Forest official Dharma Dev Rai said that the locals used knives, stones and sticks to beat back the cat. The leopard injured six villagers, four forest guards and a policeman, before a forest guard finally shot the cat with a tranquilizer dart.
Leopards are protected in India, though more cats are straying into villages in search of food. This attack is not the first in this area. Other recent attacks resulted in injuries to 6 and 8 people in nearby farming villages on the outskirts of the forests.
So what can you do to avoid a run-in with a big cat in the wild?
• Never travel alone. The buddy system works for all kinds of survival scenarios, including animal encounters.
• Be noisy. This lets the animals know you are coming, so they are not caught off guard.

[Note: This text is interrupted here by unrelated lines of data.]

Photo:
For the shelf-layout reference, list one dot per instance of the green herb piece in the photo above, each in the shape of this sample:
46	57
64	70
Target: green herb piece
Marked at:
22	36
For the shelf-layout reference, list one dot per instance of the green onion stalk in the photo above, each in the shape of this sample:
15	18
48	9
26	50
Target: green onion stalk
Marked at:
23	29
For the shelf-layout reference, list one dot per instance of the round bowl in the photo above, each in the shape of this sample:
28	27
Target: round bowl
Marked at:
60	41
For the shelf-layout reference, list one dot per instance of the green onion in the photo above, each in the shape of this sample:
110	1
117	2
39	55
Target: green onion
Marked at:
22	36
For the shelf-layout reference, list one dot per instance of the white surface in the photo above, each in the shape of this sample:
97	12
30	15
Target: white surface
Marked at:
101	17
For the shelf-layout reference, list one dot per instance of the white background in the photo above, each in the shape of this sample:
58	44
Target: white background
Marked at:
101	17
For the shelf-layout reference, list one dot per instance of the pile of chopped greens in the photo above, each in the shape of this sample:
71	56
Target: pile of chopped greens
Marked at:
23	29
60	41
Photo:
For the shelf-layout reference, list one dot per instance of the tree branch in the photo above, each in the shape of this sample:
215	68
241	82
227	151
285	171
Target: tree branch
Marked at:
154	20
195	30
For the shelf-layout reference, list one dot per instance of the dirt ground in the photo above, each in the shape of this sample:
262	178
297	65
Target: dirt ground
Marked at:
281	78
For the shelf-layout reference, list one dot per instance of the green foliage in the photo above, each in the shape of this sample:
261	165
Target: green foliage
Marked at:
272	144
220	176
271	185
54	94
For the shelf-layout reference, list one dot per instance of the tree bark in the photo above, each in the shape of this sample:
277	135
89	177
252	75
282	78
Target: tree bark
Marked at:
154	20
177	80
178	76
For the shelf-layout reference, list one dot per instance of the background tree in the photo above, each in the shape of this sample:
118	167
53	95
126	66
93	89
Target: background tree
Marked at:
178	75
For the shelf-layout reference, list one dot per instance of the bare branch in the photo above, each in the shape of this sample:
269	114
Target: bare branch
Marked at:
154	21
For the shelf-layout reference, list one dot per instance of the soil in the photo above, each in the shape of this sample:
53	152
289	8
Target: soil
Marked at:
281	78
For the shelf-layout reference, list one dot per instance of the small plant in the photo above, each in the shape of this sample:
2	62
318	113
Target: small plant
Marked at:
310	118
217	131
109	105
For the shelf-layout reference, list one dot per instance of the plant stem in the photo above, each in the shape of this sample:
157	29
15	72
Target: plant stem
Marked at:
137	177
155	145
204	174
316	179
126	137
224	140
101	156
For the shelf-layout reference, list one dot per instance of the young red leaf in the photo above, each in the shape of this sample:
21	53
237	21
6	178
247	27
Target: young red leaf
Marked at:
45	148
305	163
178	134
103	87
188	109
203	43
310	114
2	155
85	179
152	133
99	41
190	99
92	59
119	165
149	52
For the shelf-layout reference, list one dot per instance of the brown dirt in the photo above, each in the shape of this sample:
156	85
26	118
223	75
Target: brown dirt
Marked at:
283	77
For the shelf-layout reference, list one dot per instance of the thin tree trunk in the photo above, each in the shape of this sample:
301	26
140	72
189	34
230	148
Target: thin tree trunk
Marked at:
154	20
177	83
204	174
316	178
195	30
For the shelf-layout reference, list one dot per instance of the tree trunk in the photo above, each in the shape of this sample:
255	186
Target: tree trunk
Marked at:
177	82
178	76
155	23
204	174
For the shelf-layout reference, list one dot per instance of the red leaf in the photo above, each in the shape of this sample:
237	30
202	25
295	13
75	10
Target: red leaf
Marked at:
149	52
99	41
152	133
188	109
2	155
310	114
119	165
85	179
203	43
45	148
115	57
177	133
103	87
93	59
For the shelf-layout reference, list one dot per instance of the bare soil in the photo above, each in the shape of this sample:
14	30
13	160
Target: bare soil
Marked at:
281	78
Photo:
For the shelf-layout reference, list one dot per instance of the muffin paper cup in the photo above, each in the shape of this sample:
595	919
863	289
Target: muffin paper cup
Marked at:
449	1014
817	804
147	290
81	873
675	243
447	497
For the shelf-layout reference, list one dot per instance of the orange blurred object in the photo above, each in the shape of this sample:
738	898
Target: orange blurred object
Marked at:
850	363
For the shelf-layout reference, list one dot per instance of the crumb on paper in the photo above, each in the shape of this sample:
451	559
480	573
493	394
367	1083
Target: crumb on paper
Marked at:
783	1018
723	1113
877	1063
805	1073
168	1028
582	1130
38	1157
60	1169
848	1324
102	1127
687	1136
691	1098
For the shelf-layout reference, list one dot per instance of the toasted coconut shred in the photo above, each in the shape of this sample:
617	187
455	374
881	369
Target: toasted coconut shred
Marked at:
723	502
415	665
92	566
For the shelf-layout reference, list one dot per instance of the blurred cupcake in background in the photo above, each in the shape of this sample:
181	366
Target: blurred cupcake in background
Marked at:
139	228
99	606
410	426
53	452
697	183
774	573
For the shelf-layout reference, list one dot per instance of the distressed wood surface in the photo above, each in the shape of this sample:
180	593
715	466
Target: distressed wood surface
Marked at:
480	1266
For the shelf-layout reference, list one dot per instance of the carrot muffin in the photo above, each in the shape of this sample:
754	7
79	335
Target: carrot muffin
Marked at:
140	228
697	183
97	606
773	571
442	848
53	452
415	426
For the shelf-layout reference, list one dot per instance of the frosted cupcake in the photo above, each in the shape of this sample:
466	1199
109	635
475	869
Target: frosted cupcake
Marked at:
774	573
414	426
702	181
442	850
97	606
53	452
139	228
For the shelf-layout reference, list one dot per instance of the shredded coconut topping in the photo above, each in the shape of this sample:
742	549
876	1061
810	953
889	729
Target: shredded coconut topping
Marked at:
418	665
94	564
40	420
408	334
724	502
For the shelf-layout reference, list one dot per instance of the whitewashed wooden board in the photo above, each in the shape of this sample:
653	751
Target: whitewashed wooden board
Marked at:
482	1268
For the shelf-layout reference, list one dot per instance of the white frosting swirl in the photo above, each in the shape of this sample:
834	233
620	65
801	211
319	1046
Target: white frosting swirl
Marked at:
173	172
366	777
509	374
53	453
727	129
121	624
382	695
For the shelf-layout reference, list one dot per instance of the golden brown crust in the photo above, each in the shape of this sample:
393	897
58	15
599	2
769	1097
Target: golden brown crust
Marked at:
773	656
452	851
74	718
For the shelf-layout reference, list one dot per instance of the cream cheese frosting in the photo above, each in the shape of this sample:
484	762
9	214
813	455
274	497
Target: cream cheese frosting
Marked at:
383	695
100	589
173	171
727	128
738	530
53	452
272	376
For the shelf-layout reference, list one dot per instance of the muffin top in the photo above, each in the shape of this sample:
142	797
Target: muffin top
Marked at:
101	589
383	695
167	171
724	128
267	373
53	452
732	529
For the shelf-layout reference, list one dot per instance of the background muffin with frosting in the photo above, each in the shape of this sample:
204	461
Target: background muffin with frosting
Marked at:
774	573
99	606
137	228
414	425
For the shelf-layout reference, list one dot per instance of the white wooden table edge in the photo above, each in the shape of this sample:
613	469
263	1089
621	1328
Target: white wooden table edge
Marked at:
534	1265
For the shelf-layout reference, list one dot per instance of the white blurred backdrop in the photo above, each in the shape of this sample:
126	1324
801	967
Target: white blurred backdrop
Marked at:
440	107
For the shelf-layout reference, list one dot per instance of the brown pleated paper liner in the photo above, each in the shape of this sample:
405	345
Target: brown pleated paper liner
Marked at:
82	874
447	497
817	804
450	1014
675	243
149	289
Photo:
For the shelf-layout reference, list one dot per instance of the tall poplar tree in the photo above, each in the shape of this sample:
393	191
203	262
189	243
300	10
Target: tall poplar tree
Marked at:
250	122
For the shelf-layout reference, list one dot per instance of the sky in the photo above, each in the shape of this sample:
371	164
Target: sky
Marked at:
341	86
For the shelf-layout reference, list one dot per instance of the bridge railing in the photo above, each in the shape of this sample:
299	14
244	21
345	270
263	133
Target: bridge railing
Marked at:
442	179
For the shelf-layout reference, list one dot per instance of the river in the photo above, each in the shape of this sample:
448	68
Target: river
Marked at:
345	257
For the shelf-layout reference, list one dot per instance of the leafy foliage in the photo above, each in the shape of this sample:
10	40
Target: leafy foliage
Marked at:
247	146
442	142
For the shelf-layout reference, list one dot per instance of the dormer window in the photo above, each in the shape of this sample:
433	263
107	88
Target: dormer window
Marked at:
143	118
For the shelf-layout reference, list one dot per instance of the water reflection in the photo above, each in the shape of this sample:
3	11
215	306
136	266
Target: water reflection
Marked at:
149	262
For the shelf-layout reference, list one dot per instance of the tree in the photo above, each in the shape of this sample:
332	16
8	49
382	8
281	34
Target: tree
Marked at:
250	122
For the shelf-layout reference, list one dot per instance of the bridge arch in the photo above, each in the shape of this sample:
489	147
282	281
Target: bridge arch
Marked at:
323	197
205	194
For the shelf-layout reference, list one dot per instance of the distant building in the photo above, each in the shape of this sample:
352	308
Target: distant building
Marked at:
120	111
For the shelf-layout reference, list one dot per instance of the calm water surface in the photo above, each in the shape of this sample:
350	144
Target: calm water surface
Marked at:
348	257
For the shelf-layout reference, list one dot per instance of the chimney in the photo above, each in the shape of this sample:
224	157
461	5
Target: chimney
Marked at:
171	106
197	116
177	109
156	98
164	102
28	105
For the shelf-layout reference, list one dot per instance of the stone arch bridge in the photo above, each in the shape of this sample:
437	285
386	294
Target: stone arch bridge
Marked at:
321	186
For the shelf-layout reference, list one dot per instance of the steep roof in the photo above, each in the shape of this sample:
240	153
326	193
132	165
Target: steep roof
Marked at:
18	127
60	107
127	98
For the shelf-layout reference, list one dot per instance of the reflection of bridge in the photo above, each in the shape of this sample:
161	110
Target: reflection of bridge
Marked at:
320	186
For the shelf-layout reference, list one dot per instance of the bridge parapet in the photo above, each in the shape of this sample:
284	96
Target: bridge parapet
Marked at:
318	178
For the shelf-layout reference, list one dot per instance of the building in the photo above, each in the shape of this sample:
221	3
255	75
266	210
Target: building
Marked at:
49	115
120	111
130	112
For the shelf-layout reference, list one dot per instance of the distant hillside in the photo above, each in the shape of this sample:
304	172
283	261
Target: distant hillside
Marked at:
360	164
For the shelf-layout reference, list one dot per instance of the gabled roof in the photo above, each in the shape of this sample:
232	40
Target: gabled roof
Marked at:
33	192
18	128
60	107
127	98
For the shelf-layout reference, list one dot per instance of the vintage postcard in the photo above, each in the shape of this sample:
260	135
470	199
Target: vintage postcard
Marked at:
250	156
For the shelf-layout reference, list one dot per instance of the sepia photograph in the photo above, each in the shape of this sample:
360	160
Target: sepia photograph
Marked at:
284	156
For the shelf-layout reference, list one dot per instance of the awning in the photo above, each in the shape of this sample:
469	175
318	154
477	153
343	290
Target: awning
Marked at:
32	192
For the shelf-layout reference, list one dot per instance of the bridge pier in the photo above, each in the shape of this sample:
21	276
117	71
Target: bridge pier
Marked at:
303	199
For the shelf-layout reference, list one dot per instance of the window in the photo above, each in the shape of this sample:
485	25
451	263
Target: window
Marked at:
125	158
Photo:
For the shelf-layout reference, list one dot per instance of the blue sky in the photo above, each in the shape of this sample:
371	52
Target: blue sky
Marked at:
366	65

• Cats mainly attack from behind. Don't give them the chance by turning and running. Some people in the region of India where the leopard attack occurred travel through the forests wearing a mask of a face on the back of their head as a way to confuse any stalking cats. There's no data to back up this old local trick, but some villagers swear by it.
• Don't travel unarmed. Rocks and sticks were not very effective on this leopard, and there are even bigger, meaner things than him (like tigers) in the remaining wild places.